Descripción del proyecto
Evolving through time, machine translation task has seen various effective approaches, for example, rule-based, example-based, statistical method, and neural networks. Por lo general, nos pueden dividir en las dos categorías más altas: rule-based y corpus-based (alas called data-driven) (Forcada 2017). Neural machine translation, en corpus-based approach, es currently the state-of-the-art.
In order to enhance NMT performance, there are numerosos papeles exploring modelo designs or training techniques; However, este modelo-centro mindset has some inherente shortcomings. Firstly, complejo modelos requiere large amount of energy and time. Secondly, it is sometimes imposible to achieve performance enhancement by just twisting models (DeepLearningAI 2021). En TAUS argas, complejo modelos cannot outperform more and better data (TAUS Videos 2021). Este es especialmente true para low-resourced language padres a la fecha es crucial al corpus-based approaches. Unfortunadamente, esta relativamente few researches en la fecha parte de machine learning (DeepLearningAI 2021).

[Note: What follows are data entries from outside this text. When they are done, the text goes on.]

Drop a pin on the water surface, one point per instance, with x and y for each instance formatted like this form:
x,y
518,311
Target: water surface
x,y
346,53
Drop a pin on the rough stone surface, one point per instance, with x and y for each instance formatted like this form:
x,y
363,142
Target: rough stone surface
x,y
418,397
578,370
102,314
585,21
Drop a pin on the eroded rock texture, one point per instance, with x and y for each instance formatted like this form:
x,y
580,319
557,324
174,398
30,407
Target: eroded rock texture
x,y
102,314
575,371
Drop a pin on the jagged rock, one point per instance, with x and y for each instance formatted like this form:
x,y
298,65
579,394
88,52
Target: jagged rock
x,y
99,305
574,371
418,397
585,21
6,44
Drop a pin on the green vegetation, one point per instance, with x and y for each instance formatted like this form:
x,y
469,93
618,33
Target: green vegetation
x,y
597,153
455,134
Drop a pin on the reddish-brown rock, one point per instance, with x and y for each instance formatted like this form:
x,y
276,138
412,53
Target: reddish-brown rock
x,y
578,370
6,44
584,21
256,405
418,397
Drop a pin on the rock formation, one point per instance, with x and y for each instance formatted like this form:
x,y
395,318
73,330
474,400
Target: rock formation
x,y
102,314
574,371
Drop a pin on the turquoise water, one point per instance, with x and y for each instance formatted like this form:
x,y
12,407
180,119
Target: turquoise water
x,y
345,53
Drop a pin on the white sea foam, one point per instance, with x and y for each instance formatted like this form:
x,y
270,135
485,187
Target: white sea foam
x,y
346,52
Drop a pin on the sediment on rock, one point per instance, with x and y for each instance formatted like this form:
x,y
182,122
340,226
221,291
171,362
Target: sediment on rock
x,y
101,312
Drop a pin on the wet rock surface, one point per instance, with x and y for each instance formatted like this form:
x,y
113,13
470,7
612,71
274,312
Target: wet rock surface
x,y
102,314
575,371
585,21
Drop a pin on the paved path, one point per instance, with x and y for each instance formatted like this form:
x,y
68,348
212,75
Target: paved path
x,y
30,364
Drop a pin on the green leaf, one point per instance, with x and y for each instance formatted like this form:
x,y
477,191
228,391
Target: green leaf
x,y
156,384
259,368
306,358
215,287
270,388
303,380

Hence, este research aims para el desarrollo y sumario diferentes métodos a la transferencia de transferencia transversal neural de la forma de la inglesa y en China focusing en la fecha utilizada para train MT systems. It has two mayores concerns: the volume of paralel corpus and its quality. Desired resultados include catalogas de reliable corpus resources and crawlable bilingual/multilingual websites, a better way to crawl paralelo corpus on the Internet, métodos al aumento existing paralelo sin add new bitext, y métodos a clean existing para resultados.
Although understudied, there are some papeles addressing similar preguntas. Por ejemplo, Fadaee, Bisazza, y Monz proponen a fecha aumentación método para tackle rare words problema en NMT (Fadaee, Bisazza, y Monz 2017). Wang et al. También confirms como una purposely seleccionada fecha para reducir el training noise para NMT modelos (2018). Similar papeles puede ser el startpoint para nuestro research.
To conduct our experiment, we choose Chinese <> English, Spanish, Catalan as the language pairs. They represent language pairs of sufficient, low, and extremely low resources. This decision also considers current MT research scenario. We want to shift from the English-centric and small-linguistic-distance research paradigm. Besides, we will use the vanilla Transformer model proposed by Vaswani et al. (2017) for all our training process. Corpus used to train different systems will be constructed from various available datasets for machine translation as well as web crawling done during the research.